Although the above is a good strategy, the reality is that sometimes we come across imbalanced data in classification tasks. For example our current case of dense object detection. What this imbalance does is make it very difficult for gradient descent algorithms to find a good local optima. The reason is that the class(es) with the highest frequency contribute so much more to the loss function, that they dominate the loss function and the other examples are not concentrated on enough by the loss function optimizer.

Usually re-sampling strategies are run to artificially add more examples of the lower/least frequency classes. This can be done through:

- over-sampling the lower frequency classes
- under-sampling the higher frequency classes
- setting a weight hyper-parameter to increase the contribution of the lower frequency classes and/or reduce the contribution of the higher frequency classes.

Equation (3) lists the expression for the last of these strategies - in a compacted form.

#### 3.2 Focal Loss Definition

The tunable focal loss equation is introduced in equations 4 (one parameter) and 5 (two parameter). Somewhat strange, but at training time an approximation to this is used.

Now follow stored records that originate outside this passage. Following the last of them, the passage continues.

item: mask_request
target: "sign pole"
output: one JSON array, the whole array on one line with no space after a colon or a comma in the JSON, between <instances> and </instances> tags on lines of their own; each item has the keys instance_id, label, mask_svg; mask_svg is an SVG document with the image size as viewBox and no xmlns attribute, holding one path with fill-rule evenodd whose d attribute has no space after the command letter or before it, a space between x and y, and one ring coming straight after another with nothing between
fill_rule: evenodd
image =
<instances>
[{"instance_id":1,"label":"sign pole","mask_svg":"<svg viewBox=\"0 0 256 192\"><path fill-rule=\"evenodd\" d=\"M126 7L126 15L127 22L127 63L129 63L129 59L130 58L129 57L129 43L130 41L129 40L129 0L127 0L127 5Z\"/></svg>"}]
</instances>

The authors outline how the focal loss has the desired property of reducing the loss of misclassifying high probability classes (such as background) and increasing the loss of misclassifying more complicated examples.

#### 3.3 Class Imbalance and Model Initialization

With extreme class imbalance of around $10^3-10^6$ to 1, the usual parameter initialization strategy for binary classification leads to unstable training early on for focal loss. The authors suggest instead giving initial conditions that corresponds to 0.01 probability for the foreground (lower frequency) class. They even call this a prior - which it doesn't feel like in a Bayesian sense - but given that neural networks can have many local optima - perhaps it is like a Bayesian prior, in that it impacts the parameter choices and final probability estimates.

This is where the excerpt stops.